Dosen UII Jogjakarta ini juga menyayangkan tindakan ceroboh yang dilakukan penyidik Bareskrim Polri. SP3 ini, kata Nasser, mencederai proses penegakan hukum ditambah pula tidak berniat menghadiri persidangan yang mulia ini. "Ini tidak baik dalam proses penegakan hukum," tuturnya.

Sementara itu, pihak tergugat (Bareskrim Polri) sejak sidang pertama belum pernah menghadiri persidangan. Boyamin menegaskan telah mengirim surat baik dalam bentuk email, melalui telepon agar pihak tergugat menghadiri persidangan tersebut.

"Sudah kami kirimkan surat, telepon dan sms (pesan pendek) tapi sampai sekarang tak hadir juga," kata Boyamin.

KRONOLOGI - Walikota Tegal Siti Masitha Soeparno dilaporkan ke Mabes Polri oleh Himpunan Mahasiswa Islam (HMI) Kota Tegal atas dugaan penggunaan ijazah palsu saat mendaftar menjadi calon Walikota (Pilwalkot) ke KPU Kota Tegal pada tahun 2013 lalu.

Ketua HMI Kota Tegal Subekhi Prawirodirjo yang melapor secara langsung dengan datang ke kantor Bareskrim di Jakarta Kamis (4/6/2015) kemarin sekitar pukul 14.00. Dasar pelaporannya adalah dokumen salinan persyaratan calon walikota dalam hal ini Siti Masitha yang diperoleh dari Komisi Pemilihan Umum KPU. Diketahui, Siti Masitha hanya menggunakan surat keterangan pengganti ijazah dari tingkat pendidikan SD hingga SMA.

Subekhi menuturkan, salinan surat keterangan pengganti ijazah yang diperoleh dari KPU. Setelah dilakukan penelusuran dan dikonfirmasi ke alamat email yang terdapat dalam kop surat. Namun, hingga kini belum mendapatkan balasan. Tak hanya itu, alamat website yang tertera pada kop surat juga tidak dapat diakses di internet.

Mantan ketua DPRD Sumsel Wasista Bambang Ueotoyo membantah adanya pemalsuan dokumen. Menurut Wasista, Siti Masitha memang mengenyam pendidikan dan tamat dari SD Xaverius 1 Palembang pada sekitar tahun 1970 an.

Wasista menjelaskan Masitha memang tamatan SD Xaverius 1 Palembang. Sementara SMP di Xaverius Palembang pula namun hanya beberapa bulan saja di kelas satu, lalu pindah ke Bangkok (Thailand).
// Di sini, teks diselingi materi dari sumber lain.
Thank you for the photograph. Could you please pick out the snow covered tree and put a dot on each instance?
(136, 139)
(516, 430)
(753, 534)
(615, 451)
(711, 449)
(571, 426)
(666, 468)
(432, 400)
Menurut Wasista, ia mengetahui sebagian besar Masitha dari kecil hingga besar, mengingat orang tua Masitha adalah anak angkatnya dari orang tua Wasista (Bambang Uetoyo). Masitha, kata Wasista. pindahan dari Jerman ke Palembang. Bapak Masitha pernah berdinas di distrik Garuda Frankfurt lalu pindah ke distrik Garuda Palembang.